Von Maria Böhme 26.09.2012, 17:27

Jena/MZ. - Peng! Zahnlücke, platinblonde Haare, weißes Federkleid, seidig schimmerndes Höschen und eine Stimme, die sowohl Schnurren als auch Mauzen kann. Mit einem Knall ist die Sängerin Mieze Katz und ihre Band Mia. zurück. Aber waren sie jemals wirklich weg? Ganz bestimmt nicht verschwunden aus den hungernden Herzen der treuen Mia.-Fans, die seit drei Jahren darauf warten, die Band endlich wieder "live on stage" bei einer eigenen Tournee zu sehen.

Denn auf die Bühne gehören die Berliner Musiker definitiv. Dort entfaltet sich das Talent der extrovertierten Frontfrau Mieze, die nur eines genauso zu lieben scheint wie die Musik: eine gute Show. Das haben sie in diesem Sommer zum Beispiel auf dem Sputnik-Spring-Break-Festival in Pouch bewiesen.

Am Montag gaben die vier Berliner auf einer winzigen Schuhschachtel-Bühne im kleinen Saal des Kassablanca-Clubs in Jena ein exklusives Konzert. Dort durften diejenigen rein, die bei einer virtuellen Auslosung über Facebook Tickets gewonnen hatten.

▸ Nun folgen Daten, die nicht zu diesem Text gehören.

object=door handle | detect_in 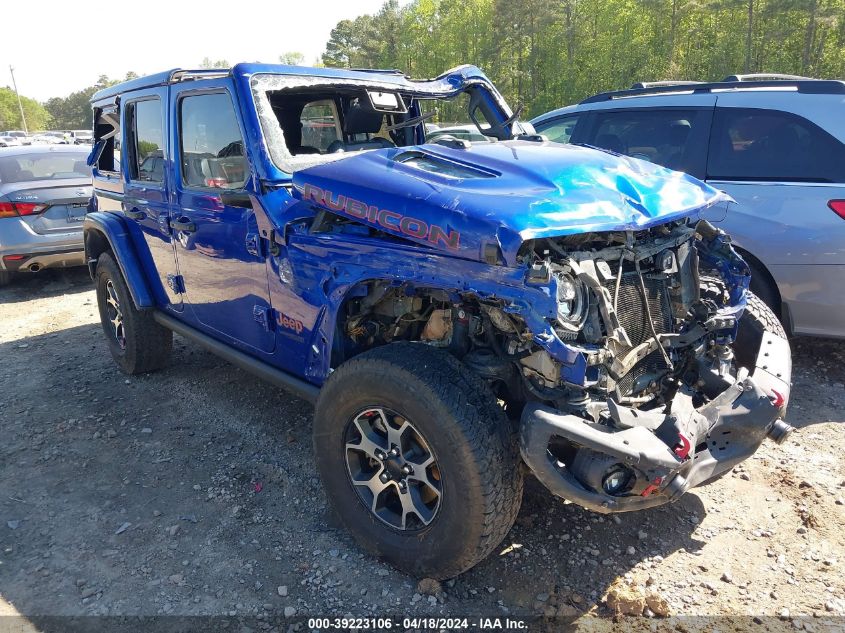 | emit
[170,218,197,233]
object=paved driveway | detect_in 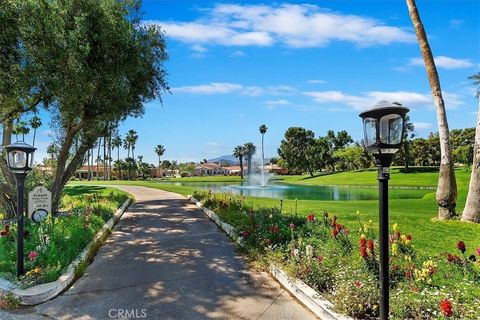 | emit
[7,186,315,320]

Nur 80 Musikbegeisterte hatten die Möglichkeit, im kleinen Rahmen einen Vorgeschmack auf die anstehende "Tacheles"-Tour zu bekommen. Die Tournee startet am 2. November in Erfurt und führt die Elektropop-Gruppe unter anderem auch nach Magdeburg, Dresden und Leipzig.

"Ich bin zurück", begrüßt Sängerin Mieze das Publikum mit der ersten Liedzeile der Single-Auskopplung "Fallschirm" aus dem fünften Album "Tacheles". Von der ersten Minute an ist sie präsent. Hüpft, tanzt, dreht sich im Kreis und wirbt mit Wimpernklimpern um die Gunst des Publikums. Sie habe sich nach "Vollkontakt" gesehnt, jauchzt Mieze dem tobenden Publikum entgegen, nach all den großen Festivalbühnen der vergangenen Wochen.

Prompt reckt sie die Arme nach den ersten Reihen, tritt von der Bühne herunter und schmiegt sich zwischen die Zuschauer. Wieder auf der Bühne verrät sie, dass sie sich bei der neuen Show auch wieder hoch in die Luft schwingen will.

Die neue Musik von Mia. versucht dem Stempel "Elektropop" etwas hinzuzufügen. Sie klingt rauer und rockiger. Zuweilen auch brachialer, die Gitarren kommen mehr zum Einsatz. Nicht jedes Lied lädt zum Mitsingen ein. Den Klangteppich für Miezes Stimme und Texte weben Andy Penn (Gitarre), Robert "Bob" Schütze (Bass) und Gunnar Spies (Schlagzeug). Sie beweisen, dass die neuen Lieder, des im Frühjahr erschienen Albums, auch eine Spur härter funktionieren.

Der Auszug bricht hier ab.